シャベール大佐 さんの感想・評価
4.2
物語 : 4.0
作画 : 5.0
声優 : 4.0
音楽 : 4.0
キャラ : 4.0
状態:観終わった
転生ものであることの意味がちゃんと感じられる、「なろう系」のファンタジーアニメ
無職で引きこもりだった主人公が異世界に転生し、赤ん坊から人生をやり直す、「なろう系」のファンタジーアニメ。全11話。
この作品、観始めてまず感じるのは、作画が素晴らしいな、ということ。背景も人物もとても綺麗に描けていますし、たまにあるアクションシーンも、ちょっとびっくりするくらい出来が良くて、映像的には文句なしのクオリティでした。では、物語としてはどうだったかというと、適度に下衆なユーモアをベースに、ときどき少し真面目になったりして、こちらも普通に面白かったです。

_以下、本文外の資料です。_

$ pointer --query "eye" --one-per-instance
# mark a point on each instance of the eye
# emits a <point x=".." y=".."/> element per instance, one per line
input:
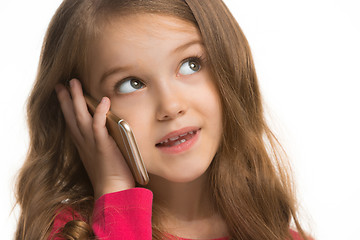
<point x="129" y="85"/>
<point x="190" y="66"/>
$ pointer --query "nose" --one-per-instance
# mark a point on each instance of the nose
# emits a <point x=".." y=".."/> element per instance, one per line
<point x="171" y="105"/>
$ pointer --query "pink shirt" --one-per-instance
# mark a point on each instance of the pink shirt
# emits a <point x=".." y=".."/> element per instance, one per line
<point x="120" y="215"/>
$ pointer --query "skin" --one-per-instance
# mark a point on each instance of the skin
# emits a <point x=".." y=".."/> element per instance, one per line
<point x="172" y="96"/>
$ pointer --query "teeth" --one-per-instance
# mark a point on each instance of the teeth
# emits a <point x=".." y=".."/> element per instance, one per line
<point x="174" y="138"/>
<point x="179" y="142"/>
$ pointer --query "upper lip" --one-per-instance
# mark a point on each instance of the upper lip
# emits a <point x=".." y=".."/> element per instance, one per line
<point x="178" y="133"/>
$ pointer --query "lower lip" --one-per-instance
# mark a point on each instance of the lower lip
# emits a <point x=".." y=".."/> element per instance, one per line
<point x="182" y="147"/>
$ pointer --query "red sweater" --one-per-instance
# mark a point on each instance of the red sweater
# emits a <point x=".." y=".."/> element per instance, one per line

個人的には、異世界転生ものというと、ただ主人公にチート能力を持たせて活躍させたいときに使える、便利でお手軽な形式みたいなイメージがあって、一旦物語が動き出してしまうと、「これ別に前世がどうとか必要なくね?」なんて思ってしまうことも多いのですが、この作品の場合、主人公の声を、少年ルーデウスとしての表の声と、心のなかの前世の男の声で使い分けることによって、中身は引きこもりのダメ人間であるということが常に意識されるようになっており、転生ものであることの意味が、ちゃんと感じられる内容になっていました。物語の方向性としても、前世の知識を利用して無双するようなお決まりのパターンではなく、むしろ前世の失敗を繰り返さないという、ある種の成長もののような一面もあるので、ルーデウスがどのような道を歩んでいくのか、先の展開も気になります。また、主人公以外の登場人物も含め、キャラが全体的にかなり人間臭くて、それも作品の面白さに繋がっていたと思います。
最後まで観終わって、内容的にも外形的にも、なかなか高品質な作品でした。このあとは、2クール目がおそらく夏くらいに放送されそうなので、そちらにも期待したいです。